Тот, кто ставит свое имя на заглавном листе своего сочинения, — опрометчив, но не безумен; анонимный автор — не трус.
Как мы вышли из варварства? Оттого, что, к счастью, нашлись люди, любовь которых к истине была больше, нежели боязнь преследования. Конечно, эти люди не были трусами. Назовем ли мы их безумцами?

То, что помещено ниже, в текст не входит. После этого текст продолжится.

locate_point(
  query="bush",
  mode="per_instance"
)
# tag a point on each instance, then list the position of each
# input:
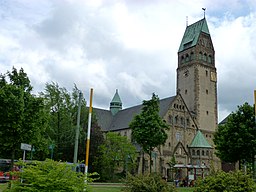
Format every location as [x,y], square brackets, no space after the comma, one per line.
[221,181]
[48,176]
[147,182]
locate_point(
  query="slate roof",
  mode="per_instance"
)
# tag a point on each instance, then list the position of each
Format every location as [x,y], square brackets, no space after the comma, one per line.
[116,98]
[199,141]
[192,32]
[123,118]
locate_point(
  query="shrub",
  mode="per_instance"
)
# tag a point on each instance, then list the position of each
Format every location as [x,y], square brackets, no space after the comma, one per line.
[147,182]
[221,181]
[49,176]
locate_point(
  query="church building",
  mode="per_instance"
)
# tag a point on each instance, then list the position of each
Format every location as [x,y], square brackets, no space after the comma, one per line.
[191,114]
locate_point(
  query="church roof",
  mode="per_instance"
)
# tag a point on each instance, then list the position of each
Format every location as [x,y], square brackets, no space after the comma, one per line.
[199,141]
[116,98]
[123,118]
[192,32]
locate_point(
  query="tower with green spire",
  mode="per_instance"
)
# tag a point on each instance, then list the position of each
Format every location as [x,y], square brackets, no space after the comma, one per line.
[115,104]
[196,75]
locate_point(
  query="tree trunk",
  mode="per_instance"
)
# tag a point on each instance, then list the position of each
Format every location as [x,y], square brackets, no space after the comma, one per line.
[143,162]
[150,162]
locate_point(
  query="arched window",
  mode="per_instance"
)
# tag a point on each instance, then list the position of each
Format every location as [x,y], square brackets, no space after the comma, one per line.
[182,121]
[200,56]
[192,56]
[176,119]
[205,57]
[182,59]
[209,59]
[187,58]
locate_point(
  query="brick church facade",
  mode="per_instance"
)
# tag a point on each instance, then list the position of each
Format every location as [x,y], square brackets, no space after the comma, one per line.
[191,114]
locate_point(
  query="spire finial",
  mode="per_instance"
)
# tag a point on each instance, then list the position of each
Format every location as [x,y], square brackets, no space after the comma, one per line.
[204,11]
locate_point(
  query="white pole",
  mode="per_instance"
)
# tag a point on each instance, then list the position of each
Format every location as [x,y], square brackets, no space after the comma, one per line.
[88,134]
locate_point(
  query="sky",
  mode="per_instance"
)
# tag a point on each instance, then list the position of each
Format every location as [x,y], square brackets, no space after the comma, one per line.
[129,45]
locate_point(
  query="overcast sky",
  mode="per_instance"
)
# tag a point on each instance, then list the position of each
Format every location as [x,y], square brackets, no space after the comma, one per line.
[129,45]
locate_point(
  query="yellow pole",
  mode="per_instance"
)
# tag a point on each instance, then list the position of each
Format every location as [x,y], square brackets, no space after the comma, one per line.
[88,134]
[255,103]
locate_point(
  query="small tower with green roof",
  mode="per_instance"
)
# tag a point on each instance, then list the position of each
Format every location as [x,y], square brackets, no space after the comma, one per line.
[116,103]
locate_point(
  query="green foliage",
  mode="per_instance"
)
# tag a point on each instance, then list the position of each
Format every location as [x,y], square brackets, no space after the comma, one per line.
[62,108]
[47,176]
[147,182]
[236,139]
[148,128]
[23,118]
[116,154]
[226,182]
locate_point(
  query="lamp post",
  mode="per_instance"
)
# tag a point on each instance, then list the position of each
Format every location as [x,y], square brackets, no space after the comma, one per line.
[32,151]
[51,147]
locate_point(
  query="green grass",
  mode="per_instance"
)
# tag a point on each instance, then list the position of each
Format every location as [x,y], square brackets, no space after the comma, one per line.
[105,189]
[118,189]
[3,186]
[185,189]
[108,188]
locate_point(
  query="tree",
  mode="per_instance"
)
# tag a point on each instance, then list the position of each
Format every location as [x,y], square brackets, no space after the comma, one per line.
[221,181]
[148,128]
[115,153]
[23,118]
[50,175]
[236,139]
[62,108]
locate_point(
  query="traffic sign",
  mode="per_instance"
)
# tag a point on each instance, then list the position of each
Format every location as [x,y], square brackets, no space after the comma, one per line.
[25,146]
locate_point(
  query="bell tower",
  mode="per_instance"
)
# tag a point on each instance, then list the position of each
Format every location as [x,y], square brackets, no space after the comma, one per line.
[196,75]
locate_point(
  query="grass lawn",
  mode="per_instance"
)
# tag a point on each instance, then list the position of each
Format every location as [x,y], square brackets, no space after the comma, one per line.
[105,188]
[118,189]
[3,186]
[185,189]
[109,188]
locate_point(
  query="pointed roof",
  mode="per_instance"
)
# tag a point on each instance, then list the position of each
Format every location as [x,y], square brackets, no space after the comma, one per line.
[191,35]
[199,141]
[116,98]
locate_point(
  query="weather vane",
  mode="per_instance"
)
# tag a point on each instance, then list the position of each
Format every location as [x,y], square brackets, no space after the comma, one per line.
[204,11]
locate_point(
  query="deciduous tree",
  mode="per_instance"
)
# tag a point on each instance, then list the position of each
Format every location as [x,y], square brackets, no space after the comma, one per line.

Невозможно, чтобы смелая страница не задела и не рассердила какое-нибудь частное лицо или сословие, могущественное и мстительное. Где тут безумие, где тут трусость — равно пренебрегать и их могуществом, и их бессилием? Пусть враг философии будет опасной или незначительной личностью, она перестанет преследовать его лишь тогда, когда эта личность перестанет быть порочной и злой. Так, например, думали философы самых противоположных школ при Тиберии, при Калигуле, при Нероне; а эти философы не были безумцами.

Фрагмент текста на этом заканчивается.